The Wisconsin Supreme Court kicked off its first round of oral arguments Thursday with two criminal cases and a new seating chart.
Justices Rebecca Bradley, Annette Ziegler and Shirley Abrahamson sat to Chief Justice Pat Roggensack’s right, and Justices Ann Walsh Bradley, Michael Gableman and Dan Kelly sat to her left.
Kelly is the newest addition to the court. He was recently appointed by Gov. Scott Walker to fill the vacancy Justice David Prosser left when he retired in July.
Abrahamson immediately jumped in with questions at Thursday’s oral arguments, followed by Kelly.
The justices first heard arguments from counsel in State v. Scruggs, which asks whether a DNA surcharge was properly applied in the case of Racine woman who had committed a crime before the surcharge was mandatory.
Not all statutes are presumed unconstitutional if applied retroactively.
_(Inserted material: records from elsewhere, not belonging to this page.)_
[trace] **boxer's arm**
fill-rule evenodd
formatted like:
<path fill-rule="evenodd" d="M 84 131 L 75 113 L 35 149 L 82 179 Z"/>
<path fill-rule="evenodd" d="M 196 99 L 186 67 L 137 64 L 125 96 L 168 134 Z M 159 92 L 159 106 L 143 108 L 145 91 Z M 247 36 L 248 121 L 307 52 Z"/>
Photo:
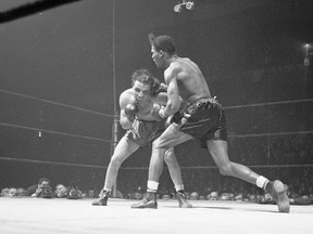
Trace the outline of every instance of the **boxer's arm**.
<path fill-rule="evenodd" d="M 177 73 L 179 67 L 171 65 L 164 72 L 164 80 L 167 83 L 167 102 L 166 106 L 160 110 L 160 116 L 165 118 L 167 116 L 174 115 L 180 106 L 179 89 L 177 84 Z"/>
<path fill-rule="evenodd" d="M 134 104 L 135 98 L 130 95 L 129 93 L 123 92 L 120 96 L 120 123 L 123 129 L 128 129 L 132 126 L 132 121 L 128 119 L 125 108 L 128 104 Z"/>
Rather, it’s only statutes that are punitive that may not apply to previous cases.
Abrahamson was the first to fire a question at Dustin Haskell, the public defender representing Scruggs. Among the things, she noted that lower courts have already found the statute was punitive when it was applied to someone with more than convictions.
“So what’s your gripe? You don’t have multiple convictions,” said Abrahamson.
Kelly jumped in after Abrahamson, also noting that Scruggs only had one conviction.
“Why do we have to look at this as if there are multiple charges?” he said.
The counsel for the state, Jeffrey Kassel, was also in the hot seat. Rebecca Bradley noted that the surcharge is $250 for each felony conviction and $200 for each misdemeanor.
“Does the higher felony charge mean it was punitive?” she asked.